As The Washington Post's Frances Stead Sellers reported, government pushes for inoculations and the barring of unvaccinated children from public spaces have prompted a backlash among anti-vaccination activists, whose misinformation campaigns have led to declines in immunizations against one of the world's most contagious diseases. But vaccination rates have declined in recent years, according to infectious disease experts.

"It's true that a lot of people have measles and measles are not a very good thing, but I think the vaccine also not a very good thing", Williamsburg resident Aron Braver said.

The emergency warning covers certain postcodes in Brooklyn.

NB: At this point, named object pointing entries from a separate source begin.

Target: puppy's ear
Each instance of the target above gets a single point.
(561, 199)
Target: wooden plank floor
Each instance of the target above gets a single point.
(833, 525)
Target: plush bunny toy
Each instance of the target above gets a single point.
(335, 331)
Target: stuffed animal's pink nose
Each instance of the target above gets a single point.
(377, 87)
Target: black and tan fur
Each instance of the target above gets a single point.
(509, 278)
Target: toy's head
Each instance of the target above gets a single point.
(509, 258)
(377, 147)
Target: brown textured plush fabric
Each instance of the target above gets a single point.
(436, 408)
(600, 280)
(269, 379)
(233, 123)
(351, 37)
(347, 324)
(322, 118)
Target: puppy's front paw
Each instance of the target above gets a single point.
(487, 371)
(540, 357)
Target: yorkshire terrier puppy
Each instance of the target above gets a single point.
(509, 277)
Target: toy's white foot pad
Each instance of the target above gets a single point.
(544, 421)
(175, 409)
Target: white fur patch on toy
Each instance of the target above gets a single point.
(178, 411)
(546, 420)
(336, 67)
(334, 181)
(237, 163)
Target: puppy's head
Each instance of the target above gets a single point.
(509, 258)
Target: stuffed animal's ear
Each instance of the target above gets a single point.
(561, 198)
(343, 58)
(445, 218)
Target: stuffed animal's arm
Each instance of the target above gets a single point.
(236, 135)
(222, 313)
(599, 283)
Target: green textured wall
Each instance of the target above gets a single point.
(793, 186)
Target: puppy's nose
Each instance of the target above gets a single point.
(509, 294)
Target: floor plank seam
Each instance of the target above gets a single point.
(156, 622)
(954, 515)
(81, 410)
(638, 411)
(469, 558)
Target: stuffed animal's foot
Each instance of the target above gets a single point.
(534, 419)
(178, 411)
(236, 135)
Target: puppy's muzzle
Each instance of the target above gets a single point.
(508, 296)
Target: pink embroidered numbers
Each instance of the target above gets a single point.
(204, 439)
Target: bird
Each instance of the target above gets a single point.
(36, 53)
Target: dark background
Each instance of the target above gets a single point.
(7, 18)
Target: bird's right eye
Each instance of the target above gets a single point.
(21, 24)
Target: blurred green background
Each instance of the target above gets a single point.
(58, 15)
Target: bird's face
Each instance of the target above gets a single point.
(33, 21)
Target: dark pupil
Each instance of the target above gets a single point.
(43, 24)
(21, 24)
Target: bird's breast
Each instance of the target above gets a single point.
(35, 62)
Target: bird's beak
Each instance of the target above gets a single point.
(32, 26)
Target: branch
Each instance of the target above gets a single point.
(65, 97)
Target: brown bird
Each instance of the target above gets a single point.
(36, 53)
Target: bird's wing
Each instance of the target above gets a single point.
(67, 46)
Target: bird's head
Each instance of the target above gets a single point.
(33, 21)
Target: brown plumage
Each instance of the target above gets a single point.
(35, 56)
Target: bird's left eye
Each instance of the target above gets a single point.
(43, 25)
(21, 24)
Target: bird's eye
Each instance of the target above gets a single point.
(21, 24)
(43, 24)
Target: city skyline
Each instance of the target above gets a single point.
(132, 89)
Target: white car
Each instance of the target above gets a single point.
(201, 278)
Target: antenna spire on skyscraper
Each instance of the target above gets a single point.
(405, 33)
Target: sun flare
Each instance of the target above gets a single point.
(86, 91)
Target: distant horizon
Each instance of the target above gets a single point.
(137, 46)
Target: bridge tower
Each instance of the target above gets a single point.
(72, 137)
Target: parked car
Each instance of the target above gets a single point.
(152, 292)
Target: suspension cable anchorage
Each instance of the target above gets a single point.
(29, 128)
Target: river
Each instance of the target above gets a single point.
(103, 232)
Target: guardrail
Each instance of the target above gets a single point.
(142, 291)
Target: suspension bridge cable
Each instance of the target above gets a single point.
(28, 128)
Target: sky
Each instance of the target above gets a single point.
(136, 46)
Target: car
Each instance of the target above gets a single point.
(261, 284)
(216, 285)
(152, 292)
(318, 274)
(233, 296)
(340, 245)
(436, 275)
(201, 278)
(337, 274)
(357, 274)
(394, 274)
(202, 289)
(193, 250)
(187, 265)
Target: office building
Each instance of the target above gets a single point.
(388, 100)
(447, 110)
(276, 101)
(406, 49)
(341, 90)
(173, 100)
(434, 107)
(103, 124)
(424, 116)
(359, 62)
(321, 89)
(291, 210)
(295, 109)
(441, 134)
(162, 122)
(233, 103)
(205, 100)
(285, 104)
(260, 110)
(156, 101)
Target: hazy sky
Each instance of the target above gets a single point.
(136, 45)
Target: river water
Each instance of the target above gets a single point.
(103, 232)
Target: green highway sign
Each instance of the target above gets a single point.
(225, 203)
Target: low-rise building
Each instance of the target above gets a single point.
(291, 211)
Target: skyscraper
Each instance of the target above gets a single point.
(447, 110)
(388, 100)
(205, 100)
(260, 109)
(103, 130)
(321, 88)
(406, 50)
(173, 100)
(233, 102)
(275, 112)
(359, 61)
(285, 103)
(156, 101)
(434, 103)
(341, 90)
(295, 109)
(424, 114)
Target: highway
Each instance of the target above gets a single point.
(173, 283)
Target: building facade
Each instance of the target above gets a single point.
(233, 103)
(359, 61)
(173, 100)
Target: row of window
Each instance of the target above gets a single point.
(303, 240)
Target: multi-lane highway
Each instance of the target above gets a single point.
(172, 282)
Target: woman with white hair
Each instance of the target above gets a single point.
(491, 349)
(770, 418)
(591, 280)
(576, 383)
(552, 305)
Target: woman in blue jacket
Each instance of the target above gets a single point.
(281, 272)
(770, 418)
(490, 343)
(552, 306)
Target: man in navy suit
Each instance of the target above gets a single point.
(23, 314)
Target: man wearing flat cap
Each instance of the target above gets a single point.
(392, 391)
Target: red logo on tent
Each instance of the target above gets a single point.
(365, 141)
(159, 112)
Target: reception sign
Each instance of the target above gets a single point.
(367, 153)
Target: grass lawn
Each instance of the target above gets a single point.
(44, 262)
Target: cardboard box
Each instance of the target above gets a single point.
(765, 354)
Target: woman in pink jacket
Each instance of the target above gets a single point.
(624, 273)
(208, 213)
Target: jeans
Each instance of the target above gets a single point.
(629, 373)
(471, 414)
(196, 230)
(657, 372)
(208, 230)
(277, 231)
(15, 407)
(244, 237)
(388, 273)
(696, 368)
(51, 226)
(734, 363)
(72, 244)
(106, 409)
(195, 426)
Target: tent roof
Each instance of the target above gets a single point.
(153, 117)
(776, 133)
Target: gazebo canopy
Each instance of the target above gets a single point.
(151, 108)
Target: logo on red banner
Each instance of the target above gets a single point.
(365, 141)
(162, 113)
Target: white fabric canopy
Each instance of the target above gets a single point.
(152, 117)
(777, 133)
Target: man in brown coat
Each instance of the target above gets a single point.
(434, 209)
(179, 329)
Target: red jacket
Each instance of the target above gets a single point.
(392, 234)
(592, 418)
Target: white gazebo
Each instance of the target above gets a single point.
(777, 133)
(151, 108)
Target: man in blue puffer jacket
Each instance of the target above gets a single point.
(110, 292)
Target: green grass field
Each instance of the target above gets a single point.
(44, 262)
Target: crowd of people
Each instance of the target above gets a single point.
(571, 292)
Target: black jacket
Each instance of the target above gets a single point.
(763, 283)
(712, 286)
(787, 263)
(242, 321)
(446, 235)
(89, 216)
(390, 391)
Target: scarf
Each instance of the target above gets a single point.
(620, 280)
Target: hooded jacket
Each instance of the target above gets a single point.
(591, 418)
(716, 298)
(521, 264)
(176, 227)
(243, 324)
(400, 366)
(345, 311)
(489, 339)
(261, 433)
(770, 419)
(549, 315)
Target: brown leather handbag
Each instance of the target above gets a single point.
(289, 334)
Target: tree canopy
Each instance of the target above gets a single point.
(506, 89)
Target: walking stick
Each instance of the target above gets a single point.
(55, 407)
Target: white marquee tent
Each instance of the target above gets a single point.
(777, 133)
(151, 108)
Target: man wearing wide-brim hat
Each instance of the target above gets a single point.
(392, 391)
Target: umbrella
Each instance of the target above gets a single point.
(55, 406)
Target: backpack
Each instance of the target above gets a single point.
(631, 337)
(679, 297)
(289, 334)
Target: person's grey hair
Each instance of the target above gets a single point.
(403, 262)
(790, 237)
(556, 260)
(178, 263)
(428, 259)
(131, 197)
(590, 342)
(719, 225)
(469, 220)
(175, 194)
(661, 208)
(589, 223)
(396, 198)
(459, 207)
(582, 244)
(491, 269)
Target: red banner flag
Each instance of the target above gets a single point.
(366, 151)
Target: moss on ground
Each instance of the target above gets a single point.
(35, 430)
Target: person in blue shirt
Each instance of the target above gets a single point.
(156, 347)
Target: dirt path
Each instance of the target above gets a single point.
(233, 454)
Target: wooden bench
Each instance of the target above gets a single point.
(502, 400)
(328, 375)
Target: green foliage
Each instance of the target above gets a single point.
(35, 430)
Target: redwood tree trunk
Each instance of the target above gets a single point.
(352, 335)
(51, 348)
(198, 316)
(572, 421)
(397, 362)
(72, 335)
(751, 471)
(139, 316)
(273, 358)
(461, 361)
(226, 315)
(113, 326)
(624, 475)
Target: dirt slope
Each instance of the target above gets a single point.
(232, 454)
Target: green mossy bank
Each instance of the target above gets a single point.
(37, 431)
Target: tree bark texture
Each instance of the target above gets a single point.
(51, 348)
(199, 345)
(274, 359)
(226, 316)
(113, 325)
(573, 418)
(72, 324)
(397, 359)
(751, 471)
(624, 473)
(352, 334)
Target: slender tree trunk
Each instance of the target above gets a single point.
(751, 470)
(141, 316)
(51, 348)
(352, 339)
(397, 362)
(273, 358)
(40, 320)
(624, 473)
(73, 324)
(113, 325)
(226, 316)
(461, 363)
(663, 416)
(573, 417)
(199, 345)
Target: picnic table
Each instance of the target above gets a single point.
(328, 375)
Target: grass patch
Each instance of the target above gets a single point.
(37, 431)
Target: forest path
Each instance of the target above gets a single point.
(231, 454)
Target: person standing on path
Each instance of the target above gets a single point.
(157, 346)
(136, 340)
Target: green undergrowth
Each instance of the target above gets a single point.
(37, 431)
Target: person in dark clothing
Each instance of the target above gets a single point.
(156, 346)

People who haven't received the measles vaccine or don't have evidence of immunity could be fined up to $1,000.

Community leaders and doctors welcomed the move. 'The schools are cooperating, everyone's cooperating'.

"We try to control our school, and we really strive to comply 100% with the Department of Health", he said. "We've seen a large increase in the number of people vaccinated in these neighbourhoods". 'They will do anything and everything to improve the health of their children'. His county, which has sizeable Orthodox Jewish communities with close ties to Brooklyn, has logged 168 measles cases since last fall. "It's much more a Williamsburg problem than a Borough Park problem".

In New York City late a year ago, the health department ordered yeshivas and child-care centers in the Orthodox Jewish community to bar unvaccinated students.

Another outbreak has hit Orthodox Jewish families in New York's Rockland County.